Why running a half marathon is great dress rehearsal if you’re planning to run a full 26 miles 385 yards marathon this year
Sunday 20th March saw me line up with 6,797 other people just outside the iconic arch of Wembley stadium. I wasn’t waiting to get into a match, but to take part in the second-ever Vitality Series North London Half Marathon.
I’d decided to run it as part of my training for the Milton Keynes Marathon, which takes place on 2 May. It’s a good idea to race a half marathon round about halfway through a marathon training plan. It gives you a sense of how you’re doing, makes you work harder than your usual leisurely Sunday long run. And, importantly if you suffer from nerves, it gives you a chance to practice pre-race preparation.

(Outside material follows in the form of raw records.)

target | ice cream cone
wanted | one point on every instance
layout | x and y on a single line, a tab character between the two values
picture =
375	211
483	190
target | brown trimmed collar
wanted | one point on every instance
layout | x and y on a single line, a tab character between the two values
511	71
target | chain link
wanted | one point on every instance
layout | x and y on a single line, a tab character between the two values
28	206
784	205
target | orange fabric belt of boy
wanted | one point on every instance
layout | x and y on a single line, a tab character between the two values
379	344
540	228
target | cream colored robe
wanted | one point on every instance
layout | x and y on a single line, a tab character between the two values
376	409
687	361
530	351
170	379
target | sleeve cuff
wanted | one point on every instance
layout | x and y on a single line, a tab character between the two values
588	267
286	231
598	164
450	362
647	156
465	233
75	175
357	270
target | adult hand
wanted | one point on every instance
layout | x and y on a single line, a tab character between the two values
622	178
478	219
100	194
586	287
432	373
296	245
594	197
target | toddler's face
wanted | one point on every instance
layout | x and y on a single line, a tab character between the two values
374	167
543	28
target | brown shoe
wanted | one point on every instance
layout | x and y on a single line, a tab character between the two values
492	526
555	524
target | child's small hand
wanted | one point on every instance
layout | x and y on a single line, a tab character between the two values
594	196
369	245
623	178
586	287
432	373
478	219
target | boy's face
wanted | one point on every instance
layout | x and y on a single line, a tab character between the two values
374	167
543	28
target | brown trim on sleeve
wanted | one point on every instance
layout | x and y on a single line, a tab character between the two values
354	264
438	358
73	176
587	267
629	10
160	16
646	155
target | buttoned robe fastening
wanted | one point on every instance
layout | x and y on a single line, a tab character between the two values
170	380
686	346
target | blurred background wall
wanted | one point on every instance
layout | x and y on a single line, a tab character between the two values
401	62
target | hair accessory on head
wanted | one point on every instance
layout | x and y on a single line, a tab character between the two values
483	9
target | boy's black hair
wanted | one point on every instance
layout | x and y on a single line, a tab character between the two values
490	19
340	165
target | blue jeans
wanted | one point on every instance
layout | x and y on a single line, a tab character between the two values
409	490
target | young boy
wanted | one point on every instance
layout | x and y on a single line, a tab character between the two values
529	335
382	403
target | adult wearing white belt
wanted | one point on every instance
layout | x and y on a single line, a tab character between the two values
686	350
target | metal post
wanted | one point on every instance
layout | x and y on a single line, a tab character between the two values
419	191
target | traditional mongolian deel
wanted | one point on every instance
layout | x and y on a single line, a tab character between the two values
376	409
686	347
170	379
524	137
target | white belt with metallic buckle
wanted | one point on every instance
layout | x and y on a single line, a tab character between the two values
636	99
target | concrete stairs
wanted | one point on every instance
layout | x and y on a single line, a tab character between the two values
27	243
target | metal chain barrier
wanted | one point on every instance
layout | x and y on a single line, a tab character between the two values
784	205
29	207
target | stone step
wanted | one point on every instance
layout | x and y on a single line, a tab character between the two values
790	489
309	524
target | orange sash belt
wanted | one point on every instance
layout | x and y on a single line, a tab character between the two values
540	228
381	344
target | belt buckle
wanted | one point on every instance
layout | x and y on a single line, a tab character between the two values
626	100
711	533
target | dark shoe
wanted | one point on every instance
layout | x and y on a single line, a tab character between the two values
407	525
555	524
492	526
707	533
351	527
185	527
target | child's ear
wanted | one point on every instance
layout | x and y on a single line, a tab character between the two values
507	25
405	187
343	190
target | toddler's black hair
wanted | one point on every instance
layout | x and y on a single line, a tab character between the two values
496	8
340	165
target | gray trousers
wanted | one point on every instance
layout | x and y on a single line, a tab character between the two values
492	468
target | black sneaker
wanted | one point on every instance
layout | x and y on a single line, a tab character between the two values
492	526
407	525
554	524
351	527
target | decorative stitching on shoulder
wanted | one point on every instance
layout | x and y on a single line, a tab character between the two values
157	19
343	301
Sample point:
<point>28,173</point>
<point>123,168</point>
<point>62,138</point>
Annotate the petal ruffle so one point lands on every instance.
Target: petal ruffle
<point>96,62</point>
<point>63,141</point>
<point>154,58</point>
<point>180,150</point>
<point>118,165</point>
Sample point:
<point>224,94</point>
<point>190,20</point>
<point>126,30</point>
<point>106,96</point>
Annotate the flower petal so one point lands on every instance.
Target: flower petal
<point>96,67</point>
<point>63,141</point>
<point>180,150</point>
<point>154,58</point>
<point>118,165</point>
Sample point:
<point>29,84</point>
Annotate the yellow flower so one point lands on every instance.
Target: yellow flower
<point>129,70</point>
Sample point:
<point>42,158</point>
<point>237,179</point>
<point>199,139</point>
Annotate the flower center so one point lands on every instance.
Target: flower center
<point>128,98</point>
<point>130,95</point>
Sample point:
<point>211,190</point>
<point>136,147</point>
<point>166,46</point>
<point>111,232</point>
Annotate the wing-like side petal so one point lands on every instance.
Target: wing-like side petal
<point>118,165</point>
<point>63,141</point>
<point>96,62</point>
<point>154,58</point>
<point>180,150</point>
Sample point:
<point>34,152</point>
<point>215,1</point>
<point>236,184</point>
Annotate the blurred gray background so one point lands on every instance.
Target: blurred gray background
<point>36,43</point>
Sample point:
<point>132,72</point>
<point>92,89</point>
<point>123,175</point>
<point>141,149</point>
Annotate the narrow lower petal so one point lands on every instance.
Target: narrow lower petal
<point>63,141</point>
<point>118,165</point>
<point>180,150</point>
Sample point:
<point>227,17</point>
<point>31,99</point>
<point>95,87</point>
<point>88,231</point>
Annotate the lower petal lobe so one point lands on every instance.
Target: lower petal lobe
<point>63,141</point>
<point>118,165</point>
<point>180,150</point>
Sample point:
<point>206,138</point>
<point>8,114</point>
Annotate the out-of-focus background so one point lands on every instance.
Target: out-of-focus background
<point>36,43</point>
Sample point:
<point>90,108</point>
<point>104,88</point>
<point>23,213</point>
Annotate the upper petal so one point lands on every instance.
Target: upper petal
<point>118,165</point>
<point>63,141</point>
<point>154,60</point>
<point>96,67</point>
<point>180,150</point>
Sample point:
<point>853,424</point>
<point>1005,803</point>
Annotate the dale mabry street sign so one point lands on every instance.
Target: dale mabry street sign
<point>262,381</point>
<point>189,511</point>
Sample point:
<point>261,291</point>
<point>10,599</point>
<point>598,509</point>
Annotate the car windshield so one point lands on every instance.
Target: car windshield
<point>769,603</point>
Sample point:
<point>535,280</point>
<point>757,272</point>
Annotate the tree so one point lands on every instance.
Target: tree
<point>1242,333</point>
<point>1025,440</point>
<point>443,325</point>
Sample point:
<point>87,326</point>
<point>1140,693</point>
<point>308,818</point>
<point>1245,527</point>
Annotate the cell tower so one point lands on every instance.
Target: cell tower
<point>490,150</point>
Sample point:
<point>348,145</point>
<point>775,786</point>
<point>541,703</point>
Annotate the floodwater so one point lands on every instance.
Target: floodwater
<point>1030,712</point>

It was a sunny, spring morning, chilly but dry and perfect for running. The race itself was very well organised. The start was seamless and the route was all on closed roads. The event wasn’t oversubscribed as some popular races can be, so the course wasn’t at all congested.
It runs from Wembley out to the Allianz stadium, home of Saracens rugby team, and back again. I’ll be honest, it was probably the least scenic race I’ve ever run, but if you’re just concentrating on giving it your all, who needs scenery?
There’s not an awful lot of support en route either, most likely because it’s a race only in its second year, so it’s a case of bring your own cheerleaders. There were a few hills – I’d call it ‘very’ undulating! And the groans from fellow runners around me told me that most people hadn’t anticipated them. But what goes up must come down and with every steep hill came a fast, fun descent that you could use to speed down and make up time. It’s always good to include hill work in your training, even if your goal race is pancake flat. It builds strength and power which translates to increased speed on the flat.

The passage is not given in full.